Nuraminis, diciassette mesi di attesa e silenzio: l’odissea di una famiglia tra dolore e burocrazia. Morta dopo 3 mesi di malattia, la figlia e il padre combattono contro una pratica sempre “in lavorazione”, quella della pensione indiretta spettante al coniuge. Il racconto di Silvia Porcu: “Da ormai diciassette mesi io e mio padre viviamo una situazione che definire logorante è poco. A luglio 2024 mia madre è venuta a mancare a soli 63 anni, dopo appena tre mesi di malattia. Un dolore immenso, la perdita improvvisa di una moglie e di una mamma, che ha sconvolto per sempre le nostre vite.

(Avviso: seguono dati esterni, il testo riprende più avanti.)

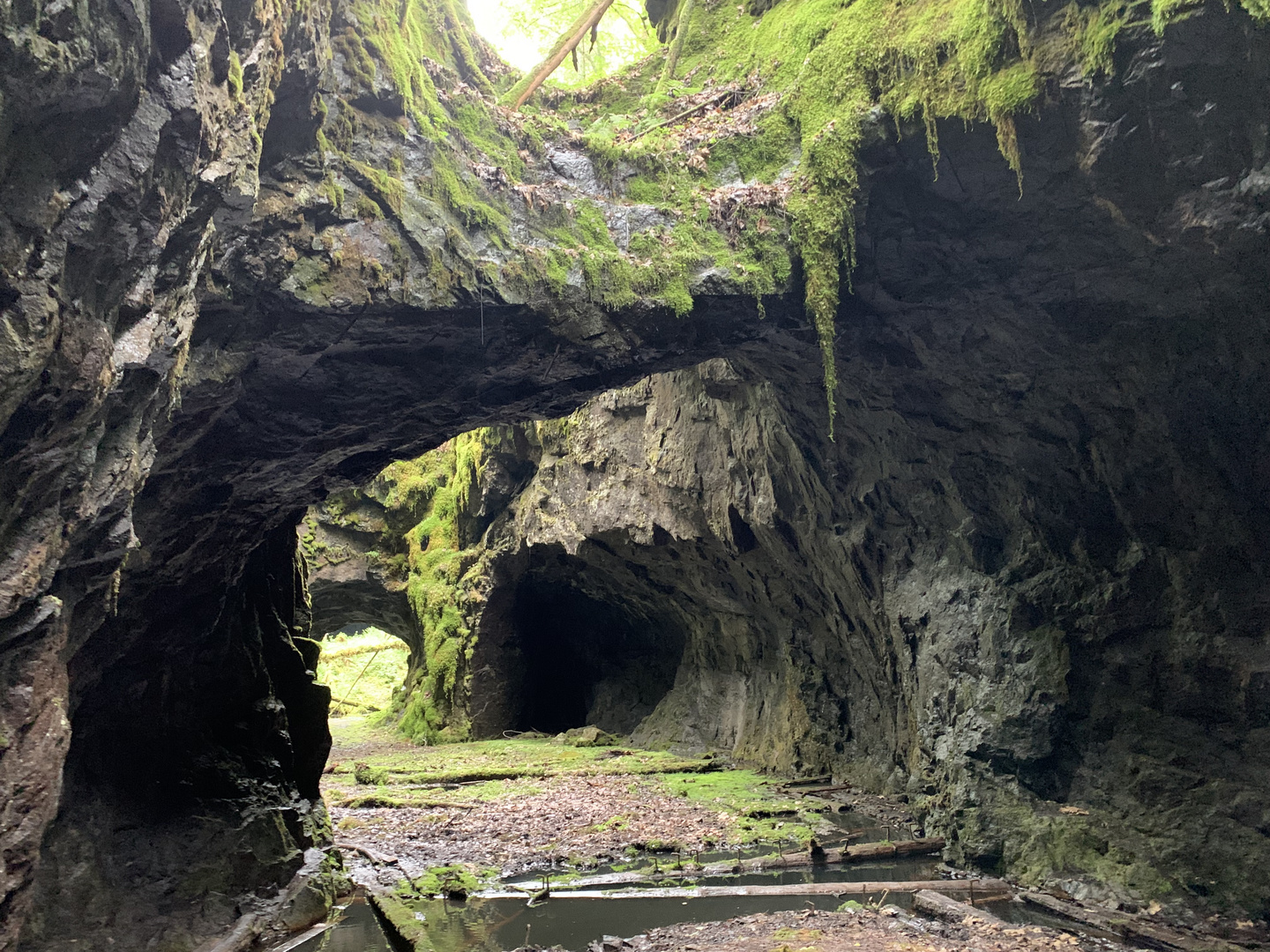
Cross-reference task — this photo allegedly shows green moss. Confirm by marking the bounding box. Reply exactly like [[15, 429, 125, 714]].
[[378, 430, 499, 742], [418, 151, 509, 240], [352, 161, 405, 217], [353, 196, 384, 221], [318, 175, 344, 212], [228, 49, 243, 103]]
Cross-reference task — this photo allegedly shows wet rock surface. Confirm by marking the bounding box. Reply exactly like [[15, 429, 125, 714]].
[[312, 7, 1270, 918], [0, 3, 1270, 949]]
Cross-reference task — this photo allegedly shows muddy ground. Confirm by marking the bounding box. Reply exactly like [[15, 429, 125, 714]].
[[612, 910, 1109, 952]]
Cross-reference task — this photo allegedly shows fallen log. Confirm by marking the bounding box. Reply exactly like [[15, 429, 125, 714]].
[[335, 843, 396, 866], [194, 912, 265, 952], [473, 880, 1011, 899], [503, 0, 614, 109], [268, 923, 335, 952], [519, 837, 944, 889], [843, 837, 944, 863], [913, 889, 1005, 926], [1020, 892, 1242, 952]]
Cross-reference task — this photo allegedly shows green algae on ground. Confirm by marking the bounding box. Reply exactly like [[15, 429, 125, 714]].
[[335, 739, 716, 796], [661, 770, 813, 843]]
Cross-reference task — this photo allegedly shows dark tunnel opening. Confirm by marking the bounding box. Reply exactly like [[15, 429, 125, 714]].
[[512, 554, 686, 735]]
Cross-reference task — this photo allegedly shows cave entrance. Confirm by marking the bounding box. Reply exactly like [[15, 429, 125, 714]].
[[317, 623, 410, 718], [512, 554, 686, 735]]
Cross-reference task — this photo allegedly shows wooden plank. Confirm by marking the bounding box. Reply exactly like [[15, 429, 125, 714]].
[[913, 889, 1005, 926], [268, 923, 335, 952], [1020, 892, 1242, 952], [473, 880, 1011, 899]]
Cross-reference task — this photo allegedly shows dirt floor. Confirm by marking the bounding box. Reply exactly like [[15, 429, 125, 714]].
[[609, 910, 1111, 952], [323, 718, 833, 885]]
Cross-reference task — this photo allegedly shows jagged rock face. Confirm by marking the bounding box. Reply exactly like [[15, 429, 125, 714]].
[[315, 5, 1270, 915], [0, 3, 1270, 948], [0, 3, 766, 948]]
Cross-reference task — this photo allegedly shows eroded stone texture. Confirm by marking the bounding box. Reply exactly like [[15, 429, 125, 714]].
[[312, 7, 1270, 917], [0, 3, 1270, 948]]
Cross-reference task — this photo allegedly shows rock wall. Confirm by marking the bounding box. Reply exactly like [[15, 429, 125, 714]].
[[0, 0, 763, 948], [312, 5, 1270, 918], [0, 0, 1270, 949]]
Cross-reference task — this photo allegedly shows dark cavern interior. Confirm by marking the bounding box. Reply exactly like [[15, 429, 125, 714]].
[[0, 0, 1270, 952]]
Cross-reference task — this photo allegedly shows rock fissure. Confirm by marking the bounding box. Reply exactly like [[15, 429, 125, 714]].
[[0, 0, 1270, 949]]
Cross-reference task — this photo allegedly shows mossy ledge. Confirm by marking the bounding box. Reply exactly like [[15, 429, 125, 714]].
[[295, 0, 1270, 434]]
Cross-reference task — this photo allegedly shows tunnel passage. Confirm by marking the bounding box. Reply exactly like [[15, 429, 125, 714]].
[[508, 547, 687, 733], [317, 622, 410, 718]]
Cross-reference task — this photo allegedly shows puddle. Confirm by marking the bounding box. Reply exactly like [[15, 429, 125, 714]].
[[979, 899, 1124, 946], [296, 832, 940, 952], [292, 899, 410, 952], [410, 896, 893, 952]]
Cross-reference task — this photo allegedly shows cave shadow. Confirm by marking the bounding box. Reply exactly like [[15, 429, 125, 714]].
[[507, 550, 687, 735]]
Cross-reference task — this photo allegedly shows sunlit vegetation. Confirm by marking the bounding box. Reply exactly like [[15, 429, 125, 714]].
[[471, 0, 658, 86], [318, 628, 409, 718]]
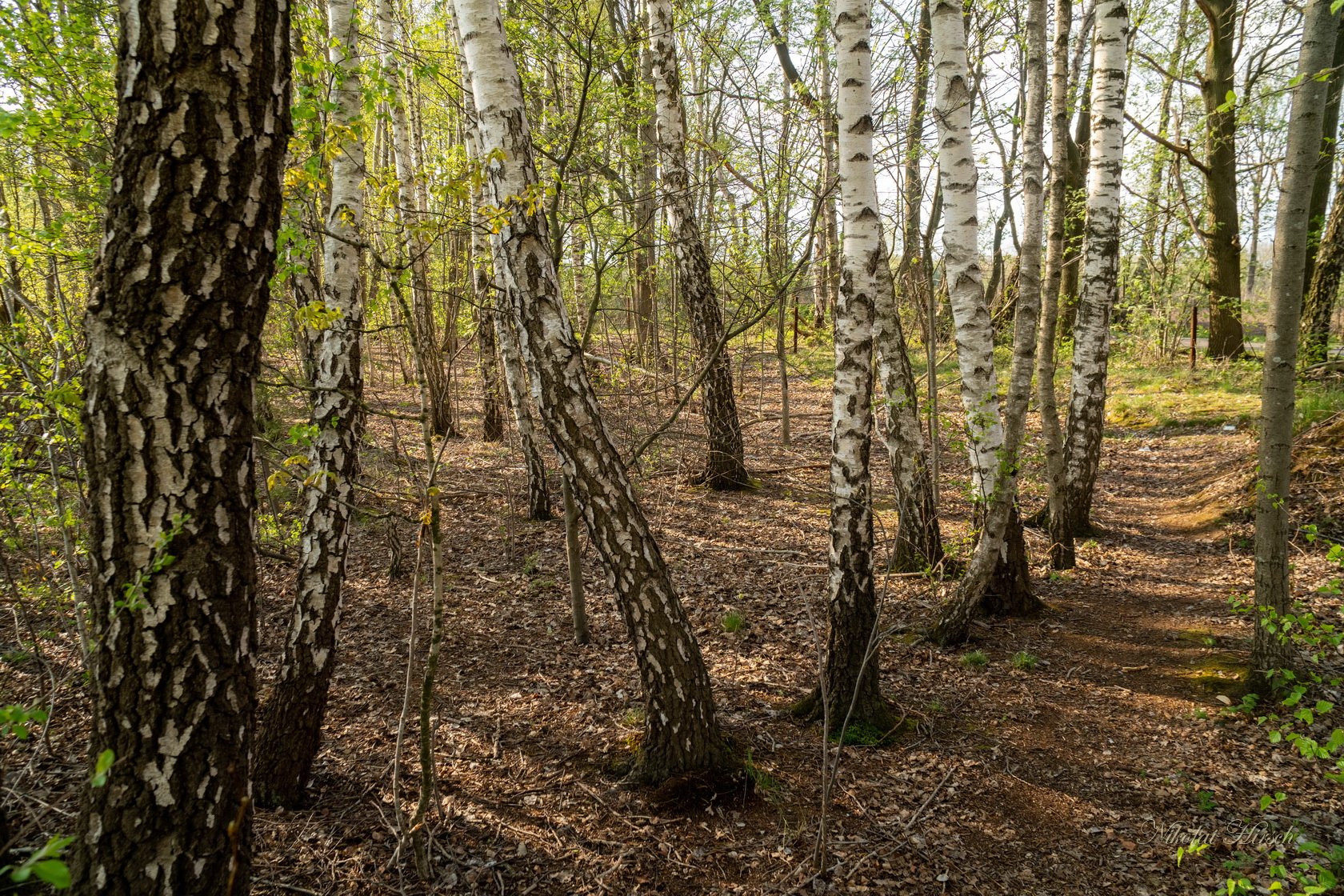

Alla sofferenza umana si è però aggiunta, fin da subito, una lunga e incomprensibile odissea burocratica. Considerata la giovane età di mia madre, non ancora in età pensionabile, ci siamo rivolti all’INPS per richiedere la pensione indiretta spettante al coniuge. Supportati da un CAF che ancora oggi ci segue in modo impeccabile e con grande umanità, abbiamo presentato regolare domanda inviata in data 29 luglio 2024.
Da quel momento, il silenzio.
Nonostante numerosi solleciti,inviati il 20/9/24, 6/11/24, 15/04/25 e 03/09/25 la pratica è rimasta per mesi in un limbo inspiegabile la risposta era sempre la stessa “siamo in attesa dell’atto di ricongiunzione”. In data 04/09/25 il patronato invia un sollecito per la definizione della domanda di ricongiunzione, addirittura in un sollecito presentato da mio padre sul sito dell’Inps la risposta che ci è stata data è stata questa: inviate voi un sollecito all’Inps di Roma. Il 18/09/25 quindi a distanza di 14 mesi dalla presentazione della domanda di pensione indiretta l’Inps di Roma invia l’atto di ricongiunzione dove ci veniva richiesto il pagamento di una cifra piuttosto onerosa per la ricongiunzione di alcuni contributi”.
Dopo attente valutazioni, la famiglia ha deciso di rinunciare a tale ricongiunzione. “Pensavamo che questo avrebbe finalmente sbloccato la pratica. Invece no. A oggi, la domanda risulta ancora “in lavorazione”. Il patronato in data 28/10/25 e 15/12/25 ha inviato un altro sollecito e ad oggi noi siamo ancora qua in attesa.
È difficile accettare che, dopo tutto questo tempo, non vi sia ancora una risposta definitiva. È assurdo dover attendere mesi e mesi senza informazioni chiare, senza tempi certi, senza un interlocutore che si assuma la responsabilità di dare spiegazioni.
Il dolore per la perdita di una moglie e di una madre non si supera, ma situazioni come questa lo rendono ancora più pesante. Ogni sollecito inviato, ogni attesa, ogni silenzio aumenta lo stress e la sensazione di essere lasciati soli in una vera e propria giungla burocratica”.
“Non sappiamo più a quale canale rivolgerci. Abbiamo fatto tutto ciò che era nelle nostre possibilità, sempre nel rispetto delle regole. L’unico punto fermo in questa vicenda è stato il nostro patronato, (di San Sperate) che ringraziamo sinceramente per la vicinanza e il supporto costante.
Scriviamo queste righe non per polemica, ma per testimoniare una realtà che troppe famiglie vivono in silenzio, spesso in momenti di estrema fragilità. Perché dietro ogni pratica “in lavorazione” ci sono persone, dolori veri e vite che meritano rispetto”.